Minter's ball skills are wanting, but that's not as important as deterring a deep pass with his presence. The Vikings need someone who can find their landmark quickly, cover a deep zone and limit the tight end—an emerging force in today's NFL.
More than that, they need someone who can manage the strong-side "A" gap; they need to be responsible for the gap between the shoulders of the center and the guard playing on the same side as an in-line tight end or slot receiver.
This is important, because this is the gap uncovered by a defensive tackle in the Vikings' primary scheme, which dictates that they play their under-tackle (Kevin Williams) in the strong-side "B" gap (the space between the guard and the tackle lined up on the same side as the in-line tight end or slot receiver) and the nose tackle in the weak-side "A" gap (between the center and guard playing on the opposite side of the tight end or slot receiver).
Offenses that run up the middle attack this gap often, usually for a solid gain of four yards—a consistent success, generally speaking. Middle linebackers need to read the play well and close in on this gap as soon as they detect a run.
Minter has that skill. He reads plays and gets to the runner, and is less susceptible to fakes than the other linebackers in this very strong class.
He doesn't flow from sideline to sideline, but has good short-area burst to move laterally. He doesn't take blockers on as well as most other linebackers (including the undersized Arthur Brown), but still has a penchant for finding the ballcarrier. If he can learn to wrap up more, he'll be a force in this league, ideally for a Tampa-2 system.
Keenan Allen doesn't have the highest ceiling in the draft, nor is he likely the wide out with the best career in the NFL. The problem, of course, is that it is impossible to predict which receivers flame out and which will make an impact. There's a reason he keeps dancing with Cordarrelle Patterson in the prospect rankings for the honor of "best receiver."

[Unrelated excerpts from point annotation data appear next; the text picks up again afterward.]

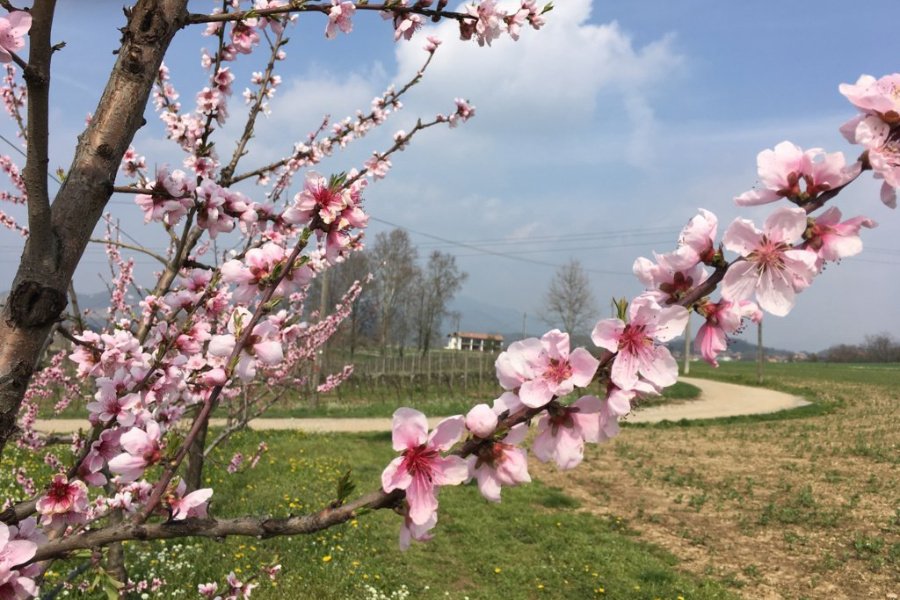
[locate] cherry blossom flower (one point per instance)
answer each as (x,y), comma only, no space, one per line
(697,242)
(772,268)
(142,450)
(723,318)
(12,33)
(264,344)
(488,26)
(432,44)
(563,430)
(251,275)
(407,25)
(500,463)
(783,169)
(13,552)
(192,505)
(244,35)
(635,343)
(171,200)
(339,18)
(65,503)
(670,277)
(832,240)
(410,531)
(542,369)
(420,469)
(877,128)
(464,112)
(481,420)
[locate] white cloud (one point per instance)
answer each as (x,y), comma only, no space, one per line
(568,73)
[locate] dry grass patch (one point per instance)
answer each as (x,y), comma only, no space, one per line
(803,508)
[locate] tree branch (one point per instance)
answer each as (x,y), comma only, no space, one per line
(37,79)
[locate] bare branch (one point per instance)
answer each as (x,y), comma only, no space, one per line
(37,78)
(198,18)
(134,247)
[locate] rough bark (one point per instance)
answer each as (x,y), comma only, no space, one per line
(38,291)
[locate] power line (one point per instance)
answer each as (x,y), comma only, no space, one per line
(491,252)
(578,237)
(612,247)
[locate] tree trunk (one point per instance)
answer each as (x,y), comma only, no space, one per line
(193,477)
(60,235)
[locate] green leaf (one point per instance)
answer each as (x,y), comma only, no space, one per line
(345,487)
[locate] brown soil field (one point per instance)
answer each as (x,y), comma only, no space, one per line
(800,508)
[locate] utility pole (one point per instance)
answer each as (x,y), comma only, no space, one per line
(319,362)
(759,353)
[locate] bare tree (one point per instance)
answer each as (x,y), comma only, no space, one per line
(393,263)
(569,301)
(438,283)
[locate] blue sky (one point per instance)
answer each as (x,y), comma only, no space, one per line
(595,138)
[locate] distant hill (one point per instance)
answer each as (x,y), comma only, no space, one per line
(737,347)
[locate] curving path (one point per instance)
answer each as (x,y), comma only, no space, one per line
(716,400)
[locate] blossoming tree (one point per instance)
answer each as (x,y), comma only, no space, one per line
(216,322)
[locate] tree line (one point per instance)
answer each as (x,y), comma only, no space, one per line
(404,304)
(881,347)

Allen's value is simple. Having a low likelihood of entering Canton doesn't conversely mean a high likelihood of being a wasted pick. A higher floor than most receivers, Allen also is more likely to help out the Minnesota Vikings win games than other receivers.

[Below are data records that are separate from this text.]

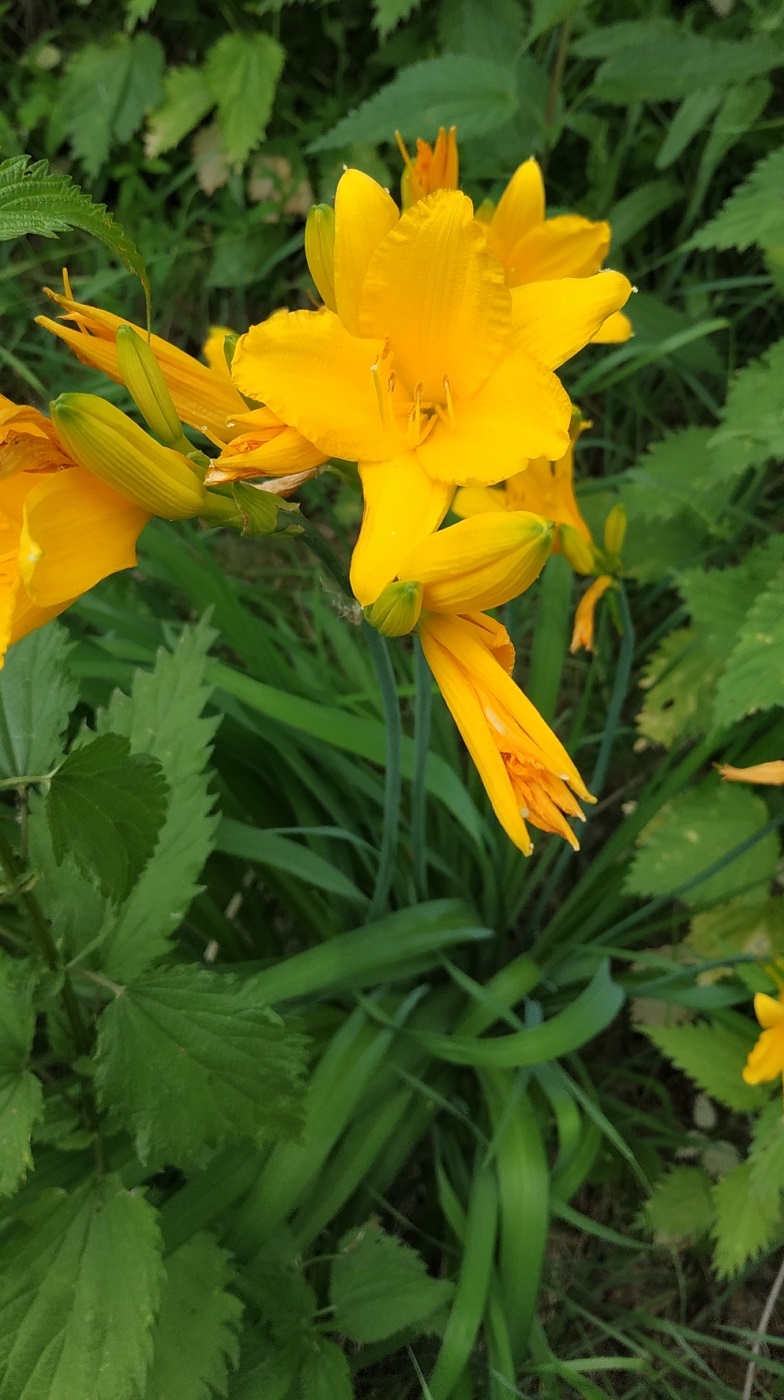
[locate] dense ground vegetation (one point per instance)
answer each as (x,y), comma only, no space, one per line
(493,1140)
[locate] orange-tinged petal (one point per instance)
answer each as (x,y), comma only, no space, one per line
(76,531)
(475,500)
(772,773)
(766,1060)
(563,247)
(318,378)
(555,319)
(437,293)
(613,331)
(469,717)
(520,412)
(520,209)
(364,213)
(402,506)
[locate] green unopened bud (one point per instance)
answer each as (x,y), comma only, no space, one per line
(577,550)
(108,444)
(144,381)
(615,531)
(319,251)
(396,609)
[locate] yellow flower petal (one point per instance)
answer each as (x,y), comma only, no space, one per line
(555,319)
(520,209)
(437,293)
(520,412)
(402,506)
(317,378)
(613,331)
(76,531)
(563,247)
(364,213)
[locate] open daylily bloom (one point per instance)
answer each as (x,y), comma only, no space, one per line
(766,1060)
(430,371)
(770,774)
(60,528)
(436,167)
(524,767)
(205,398)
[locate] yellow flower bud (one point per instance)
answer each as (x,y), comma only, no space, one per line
(319,251)
(396,609)
(108,444)
(144,381)
(577,550)
(615,531)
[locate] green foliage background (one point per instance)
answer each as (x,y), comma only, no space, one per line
(255,1145)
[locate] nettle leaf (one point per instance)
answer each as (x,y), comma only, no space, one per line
(32,200)
(79,1290)
(186,102)
(696,829)
(753,676)
(164,718)
(679,681)
(745,1222)
(681,1207)
(752,430)
(37,697)
(107,807)
(713,1054)
(752,216)
(191,1059)
(380,1285)
(473,94)
(195,1337)
(669,69)
(241,72)
(21,1096)
(108,91)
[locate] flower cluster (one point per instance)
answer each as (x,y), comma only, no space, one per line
(431,366)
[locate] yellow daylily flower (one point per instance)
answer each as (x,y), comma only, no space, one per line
(205,398)
(265,447)
(436,167)
(766,1060)
(60,528)
(583,632)
(524,767)
(770,774)
(430,370)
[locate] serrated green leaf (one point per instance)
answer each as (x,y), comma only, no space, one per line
(473,94)
(744,1224)
(679,681)
(195,1339)
(752,216)
(241,72)
(32,200)
(186,102)
(696,829)
(753,676)
(752,429)
(325,1374)
(681,1208)
(79,1290)
(21,1096)
(164,717)
(713,1054)
(37,696)
(669,69)
(380,1287)
(109,88)
(191,1059)
(107,807)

His specific talents can be employed by the Vikings to maximum effect, while other offenses would do better with other receivers.

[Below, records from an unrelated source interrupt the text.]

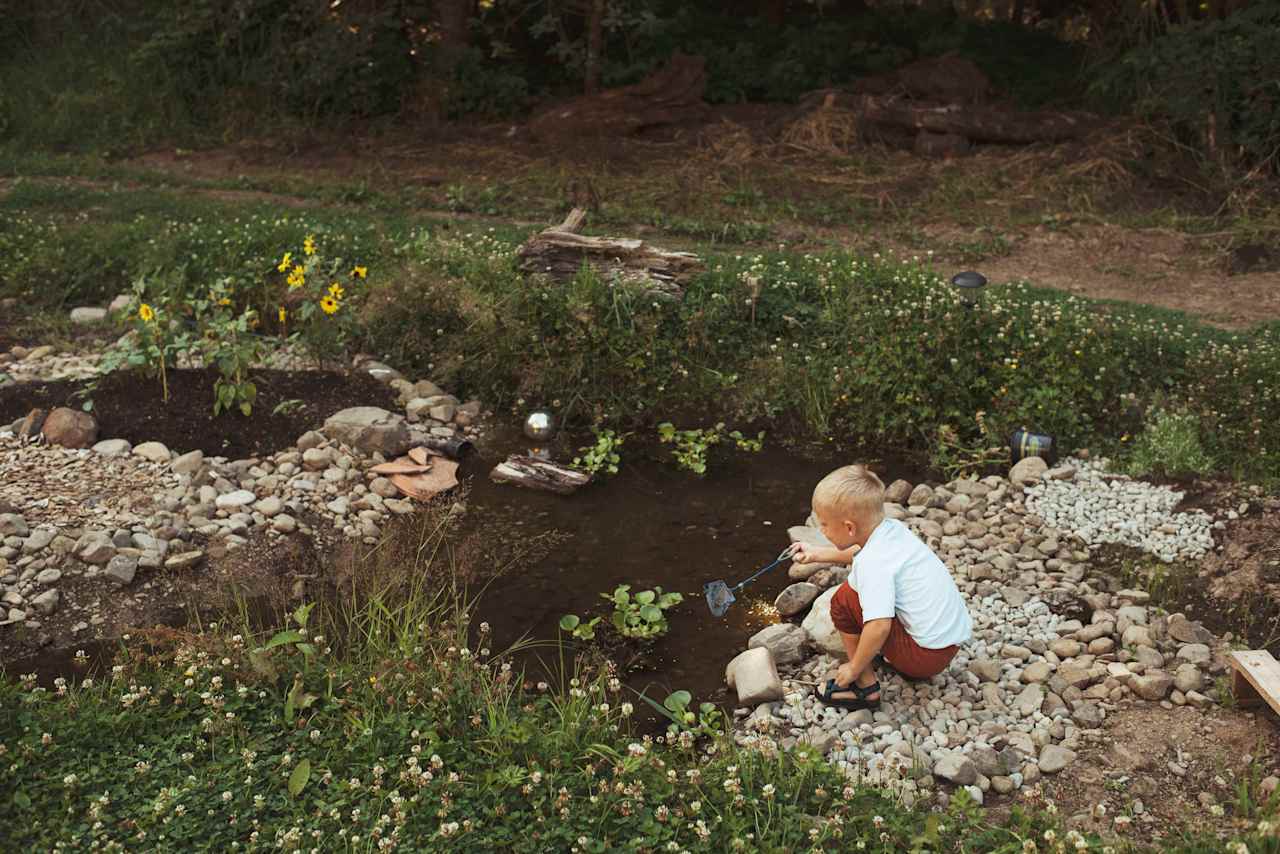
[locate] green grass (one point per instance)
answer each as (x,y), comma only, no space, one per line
(379,717)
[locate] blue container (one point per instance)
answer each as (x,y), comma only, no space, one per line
(1024,443)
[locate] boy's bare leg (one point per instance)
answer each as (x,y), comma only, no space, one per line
(845,676)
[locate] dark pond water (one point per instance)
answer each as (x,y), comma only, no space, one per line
(653,525)
(650,525)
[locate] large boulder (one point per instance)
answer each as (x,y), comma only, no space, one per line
(71,428)
(795,598)
(755,677)
(819,628)
(370,429)
(786,640)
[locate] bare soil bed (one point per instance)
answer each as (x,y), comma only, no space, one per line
(131,406)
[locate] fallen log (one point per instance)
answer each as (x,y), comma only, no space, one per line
(561,252)
(539,474)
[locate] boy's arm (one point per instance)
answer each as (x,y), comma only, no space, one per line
(871,642)
(808,553)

If the Vikings had a free-flowing, bombs away Don Coryell-style offense or an adaptive pass-to-set-up-the-run system like those employed by the Erhardt-Perkins offense, they would find more value in deep threats like Patterson and Hunter. Instead an offense that takes more advantage of horizontal space than vertical space requires sure-handed receivers who can gain yards after the catch.
That, and Cordarrelle Patterson's deep play capability might be overrated—only four percent of his yards came from deep passing plays, the second-lowest in the class (behind Keenan Allen, interestingly). If Patterson's range as a deep threat is really as bad as this warning sign might indicate, getting the better of the two intermediate options might be optimal.
Allen runs the routes the Vikings need to get past the down marker and manage the offense. He can command respect enough to lighten the load in the box and has an excellent sense of timing. Along with Tavon Austin, he has the lowest drop rate of the top-tier receivers entering the draft—by a large degree. That kind of reliability can't be understated.
His skills complement Christian Ponder's by helping out quarterbacks and creating windows, and match the offense by excelling in the plays the Vikings run (and need) most.
In a control-the-ball offense for their position of greatest need, the Vikings should be putting Keenan Allen at the top of their board.